Hospitals can be a gold mine for cybercriminals. Each day, bad actors wage thousands of attacks against organizations that have huge stores of patient data and, oftentimes, limited resources for fighting back. With the growing number of connected devices in hospitals and the rising value of medical records on the black market, these attacks are becoming more frequent and sophisticated. Data breaches not only cost hospitals time, money and operational downtime, but they can also threaten lives.

With the cybersecurity stakes getting higher for hospitals, healthcare leaders must up their game if they want to protect patients and preserve the integrity of their organization. In many hospitals, these responsibilities fall to the compliance officer and IT director. They are the ones with the knowledge and expertise to strengthen data security, manage privacy procedures and keep hackers at bay. Sometimes, departments may work in silos, which can make efforts disjointed and ineffective against organized cyberattacks.

What can your hospital do to improve engagement to ensure teams communicate effectively and work together? Here are three strategies that may help:

1. Encourage more transparency. Communicate regularly about potential or emerging threats. Share intel with other stakeholders involved in securing the hospital’s network, including clinicians, vendors, suppliers and contractors. IT teams must be able to translate the technical details of security and privacy risks into language that can be easily understood, so organizations can efficiently communicate these to other department leaders throughout the hospital. Also, agree on objectives, from boosting security at network access points to improving cybersecurity training for staff, while also setting metrics for evaluating the success of these initiatives.           

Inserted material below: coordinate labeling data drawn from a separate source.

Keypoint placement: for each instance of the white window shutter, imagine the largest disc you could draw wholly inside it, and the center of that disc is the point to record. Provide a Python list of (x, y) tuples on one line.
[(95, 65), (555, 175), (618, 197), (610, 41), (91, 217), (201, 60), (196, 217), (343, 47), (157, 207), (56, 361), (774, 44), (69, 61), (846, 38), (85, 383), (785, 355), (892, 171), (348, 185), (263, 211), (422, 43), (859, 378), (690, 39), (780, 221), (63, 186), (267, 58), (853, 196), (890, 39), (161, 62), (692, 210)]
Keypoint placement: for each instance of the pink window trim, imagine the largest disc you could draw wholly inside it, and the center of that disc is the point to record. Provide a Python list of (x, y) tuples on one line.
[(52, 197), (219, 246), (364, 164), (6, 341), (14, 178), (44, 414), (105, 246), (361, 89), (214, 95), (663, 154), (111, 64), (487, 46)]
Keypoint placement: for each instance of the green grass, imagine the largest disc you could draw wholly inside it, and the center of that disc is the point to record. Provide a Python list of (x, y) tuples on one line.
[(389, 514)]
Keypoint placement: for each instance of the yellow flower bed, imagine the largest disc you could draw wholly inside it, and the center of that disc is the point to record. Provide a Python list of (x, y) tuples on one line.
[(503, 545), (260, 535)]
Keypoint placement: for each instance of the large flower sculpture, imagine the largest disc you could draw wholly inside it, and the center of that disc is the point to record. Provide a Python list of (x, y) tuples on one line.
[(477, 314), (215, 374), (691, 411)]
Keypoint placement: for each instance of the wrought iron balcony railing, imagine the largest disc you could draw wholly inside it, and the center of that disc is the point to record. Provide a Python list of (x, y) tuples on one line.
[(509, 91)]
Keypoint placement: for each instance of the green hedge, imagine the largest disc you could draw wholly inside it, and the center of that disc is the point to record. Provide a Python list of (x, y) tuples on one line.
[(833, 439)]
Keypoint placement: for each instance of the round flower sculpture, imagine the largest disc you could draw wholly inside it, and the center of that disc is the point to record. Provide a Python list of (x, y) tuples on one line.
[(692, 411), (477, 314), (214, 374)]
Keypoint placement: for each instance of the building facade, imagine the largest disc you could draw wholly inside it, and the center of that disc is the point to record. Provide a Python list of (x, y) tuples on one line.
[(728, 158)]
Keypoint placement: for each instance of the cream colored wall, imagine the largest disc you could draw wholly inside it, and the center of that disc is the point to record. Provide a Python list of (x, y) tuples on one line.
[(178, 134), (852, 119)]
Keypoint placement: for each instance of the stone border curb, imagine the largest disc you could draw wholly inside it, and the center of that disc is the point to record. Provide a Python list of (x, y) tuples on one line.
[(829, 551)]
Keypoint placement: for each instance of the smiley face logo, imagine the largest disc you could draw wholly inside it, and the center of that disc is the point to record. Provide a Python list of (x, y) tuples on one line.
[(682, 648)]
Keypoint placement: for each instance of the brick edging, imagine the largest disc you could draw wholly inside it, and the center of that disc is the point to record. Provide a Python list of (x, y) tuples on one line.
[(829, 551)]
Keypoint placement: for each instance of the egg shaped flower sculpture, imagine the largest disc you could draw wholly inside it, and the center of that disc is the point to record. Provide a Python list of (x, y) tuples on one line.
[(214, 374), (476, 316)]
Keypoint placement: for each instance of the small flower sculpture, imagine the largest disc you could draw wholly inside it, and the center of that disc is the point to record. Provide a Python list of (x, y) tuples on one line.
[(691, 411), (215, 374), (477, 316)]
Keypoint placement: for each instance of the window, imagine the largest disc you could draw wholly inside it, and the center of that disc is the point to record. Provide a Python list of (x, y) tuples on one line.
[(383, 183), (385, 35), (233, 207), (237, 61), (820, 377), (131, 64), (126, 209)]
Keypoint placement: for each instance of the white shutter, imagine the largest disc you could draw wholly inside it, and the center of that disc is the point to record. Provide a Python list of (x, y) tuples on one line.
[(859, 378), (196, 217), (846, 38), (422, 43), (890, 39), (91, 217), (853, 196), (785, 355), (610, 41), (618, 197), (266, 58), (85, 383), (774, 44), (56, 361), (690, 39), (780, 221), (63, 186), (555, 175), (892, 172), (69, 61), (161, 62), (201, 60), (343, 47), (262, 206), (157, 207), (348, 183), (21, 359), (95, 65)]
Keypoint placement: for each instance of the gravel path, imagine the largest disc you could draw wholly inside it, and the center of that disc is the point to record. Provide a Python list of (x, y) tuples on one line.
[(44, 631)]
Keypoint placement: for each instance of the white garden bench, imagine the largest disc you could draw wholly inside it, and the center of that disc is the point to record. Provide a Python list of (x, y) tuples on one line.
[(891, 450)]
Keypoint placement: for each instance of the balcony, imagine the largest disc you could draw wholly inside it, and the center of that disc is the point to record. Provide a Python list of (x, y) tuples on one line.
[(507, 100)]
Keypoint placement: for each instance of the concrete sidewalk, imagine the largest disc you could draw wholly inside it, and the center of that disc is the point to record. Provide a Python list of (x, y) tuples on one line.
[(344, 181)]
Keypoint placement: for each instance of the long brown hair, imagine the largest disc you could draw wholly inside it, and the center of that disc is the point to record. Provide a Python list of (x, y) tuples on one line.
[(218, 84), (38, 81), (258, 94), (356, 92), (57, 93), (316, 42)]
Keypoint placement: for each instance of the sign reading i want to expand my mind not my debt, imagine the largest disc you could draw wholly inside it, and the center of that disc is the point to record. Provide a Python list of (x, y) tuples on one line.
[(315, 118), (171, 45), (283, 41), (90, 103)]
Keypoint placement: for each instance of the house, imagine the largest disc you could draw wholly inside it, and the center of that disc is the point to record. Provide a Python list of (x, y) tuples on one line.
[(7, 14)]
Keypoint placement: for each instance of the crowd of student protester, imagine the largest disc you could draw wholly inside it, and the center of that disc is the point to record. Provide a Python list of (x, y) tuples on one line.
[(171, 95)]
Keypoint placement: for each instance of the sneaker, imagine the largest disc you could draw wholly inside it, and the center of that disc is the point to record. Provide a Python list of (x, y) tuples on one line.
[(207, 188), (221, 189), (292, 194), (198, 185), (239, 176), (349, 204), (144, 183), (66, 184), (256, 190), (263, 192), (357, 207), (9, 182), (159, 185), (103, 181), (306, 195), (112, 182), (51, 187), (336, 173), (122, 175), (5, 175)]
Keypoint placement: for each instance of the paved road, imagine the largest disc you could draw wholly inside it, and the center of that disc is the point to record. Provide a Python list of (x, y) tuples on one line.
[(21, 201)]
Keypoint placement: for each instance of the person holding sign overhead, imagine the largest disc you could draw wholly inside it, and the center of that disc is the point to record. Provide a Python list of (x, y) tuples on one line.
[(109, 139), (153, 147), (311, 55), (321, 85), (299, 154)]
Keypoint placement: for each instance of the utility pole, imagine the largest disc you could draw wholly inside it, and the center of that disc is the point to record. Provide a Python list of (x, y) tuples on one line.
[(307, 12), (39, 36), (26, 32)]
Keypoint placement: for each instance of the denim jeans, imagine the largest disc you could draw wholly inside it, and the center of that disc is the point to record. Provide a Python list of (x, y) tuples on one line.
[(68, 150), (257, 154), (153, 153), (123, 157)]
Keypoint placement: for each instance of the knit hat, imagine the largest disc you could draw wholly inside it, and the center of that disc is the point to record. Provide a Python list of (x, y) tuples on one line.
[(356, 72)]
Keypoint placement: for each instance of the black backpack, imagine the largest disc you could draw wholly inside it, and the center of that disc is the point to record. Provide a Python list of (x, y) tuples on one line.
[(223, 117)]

2. Give teams a sense of ownership. Cybersecurity shouldn’t be perceived as the domain of one group over another. It’s the responsibility of everyone and should be treated as such. To forge an effective strategy for defending against cyberattacks, teams must be able to cooperate and coordinate with each other, administration, clinicians and supply chain to create a culture of continuous compliance. This includes performing regular audits to identify security gaps and their severity, scanning for dubious activity that might indicate an intrusion, tracking and securing new access points in hospital networks, updating patches and processes, and implementing effective controls and rapid-response mechanisms to expedite action when a breach occurs.

3. Involve the whole enterprise. With insider attacks responsible for an alarming percentage of data breaches in hospitals, it’s vital to ensure everyone in the organization is on the same page and practicing good habits for protecting patient data and billing information. Team up with representatives throughout the hospital to keep them updated on impending threats, give them tips on how to recognize them and offer best practices for diffusing them. In turn, these cybersecurity champions can spread this awareness to their teams and develop ongoing programs to educate employees on the appropriate use of networks and computers, including how they should react in the event of a cyberattack.